If your company is still suffering from high employee turnover, perhaps it’s time to level up your retention strategies. To do that, you must know where they’re coming from. What’s making them quit their jobs despite your best efforts to make them stay?
And while you’re probably done with your research, we figured that we’d instill a bit of humor to your problem-solving scheme by revealing the unspoken reasons why employees leave their jobs:
The Work Setting Is Boring
Tina, the girl from the editorial department, has a friend. That friend works at Google. At Google, they have playrooms, the environment is so laid-back, and the employees have plenty of room—literally and figuratively—to get their creative juices flowing.
Meanwhile, Tina, who has been at your company for two years, is sick of staring at the boring wall at her work cubicle for hours a day. When asked by HR why she wants to leave the company, she said she’s looking for better opportunities when, in fact, she just wants a more exciting work setting.
After reading this article, take a look at your workplace. Is it inspiring creativity? Perhaps you need to get a new set of office building stairs, repaint your boring walls with a new color, revamp your building’s facade, and take down the cubicles and replace them with glass doors.
An Office Romance Is Budding
Many companies have rules against romantic relationships in the workplace, and for good reason. Imagine what will happen to two parties when it doesn’t work out. Things could get awkward between them, which could affect their work.
So for the hopeless romantics who fell in love with their co-workers, leaving the job might be the best thing to do. Heartbreaks are a serious matter, so better check in on the next employee who will hand over a resignation letter.
Your Political Stand Sucks
And we’re not even talking about office politics here. If you can’t shut up about who you voted for in the last elections and your employee has had enough, that can seriously be a trigger for them to submit a resignation letter. If you’re voting for someone whose platforms and values are against theirs, that can be a real deal-breaker.
You Don’t Give Away Free Coffee
While it’s not your responsibility to feed the caffeine obsessions of your employees, keeping your pantry full of drinks and snacks is a great office morale booster.
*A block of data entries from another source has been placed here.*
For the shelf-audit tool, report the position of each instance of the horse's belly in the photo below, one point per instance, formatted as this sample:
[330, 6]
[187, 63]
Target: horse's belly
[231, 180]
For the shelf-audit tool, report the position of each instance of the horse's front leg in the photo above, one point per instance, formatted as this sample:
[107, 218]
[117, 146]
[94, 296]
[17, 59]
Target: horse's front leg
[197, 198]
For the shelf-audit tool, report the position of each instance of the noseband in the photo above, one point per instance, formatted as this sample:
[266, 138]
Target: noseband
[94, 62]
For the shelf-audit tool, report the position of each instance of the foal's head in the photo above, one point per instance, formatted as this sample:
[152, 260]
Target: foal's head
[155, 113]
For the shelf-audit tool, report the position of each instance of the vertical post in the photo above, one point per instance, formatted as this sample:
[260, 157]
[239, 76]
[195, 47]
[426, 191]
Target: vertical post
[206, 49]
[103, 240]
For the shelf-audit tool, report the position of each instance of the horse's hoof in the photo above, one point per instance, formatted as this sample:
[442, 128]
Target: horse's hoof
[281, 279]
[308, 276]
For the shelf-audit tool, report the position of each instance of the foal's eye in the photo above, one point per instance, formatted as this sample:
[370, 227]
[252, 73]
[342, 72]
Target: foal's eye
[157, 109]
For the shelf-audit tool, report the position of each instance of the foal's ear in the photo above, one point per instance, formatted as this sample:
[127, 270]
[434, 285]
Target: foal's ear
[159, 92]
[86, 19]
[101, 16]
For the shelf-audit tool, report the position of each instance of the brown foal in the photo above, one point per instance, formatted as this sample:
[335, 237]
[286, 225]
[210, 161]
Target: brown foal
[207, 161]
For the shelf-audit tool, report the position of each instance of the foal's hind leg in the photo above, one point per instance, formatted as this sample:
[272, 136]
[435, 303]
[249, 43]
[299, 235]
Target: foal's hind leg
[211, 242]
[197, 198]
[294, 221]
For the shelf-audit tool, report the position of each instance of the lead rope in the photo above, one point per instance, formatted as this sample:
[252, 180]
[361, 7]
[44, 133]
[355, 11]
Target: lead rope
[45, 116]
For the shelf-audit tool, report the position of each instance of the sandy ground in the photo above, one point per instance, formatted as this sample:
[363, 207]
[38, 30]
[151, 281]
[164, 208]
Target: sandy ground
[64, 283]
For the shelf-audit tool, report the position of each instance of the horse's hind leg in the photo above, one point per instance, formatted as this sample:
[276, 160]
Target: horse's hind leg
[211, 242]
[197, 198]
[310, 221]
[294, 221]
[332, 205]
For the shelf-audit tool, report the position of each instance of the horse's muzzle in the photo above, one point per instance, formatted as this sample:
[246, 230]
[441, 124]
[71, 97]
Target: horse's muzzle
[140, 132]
Once your caffeine-obsessed top talent realizes this, you’re doomed.
They Can’t Keep Up with Their Favourite TV Series
The new season of Stranger Things has been out for months, and Tina is still stuck in the second season. This revelation might give you a WTF moment, but it could well be a reflection of your employees’ work-life balance (or lack thereof).
Take a moment to consider if your employees are forced to overwork, not appreciated enough, lack the motivation to do their jobs well, or forced to deal with bad bosses. This could serve as a turning point for your organization to act to retain your top talent moving forward.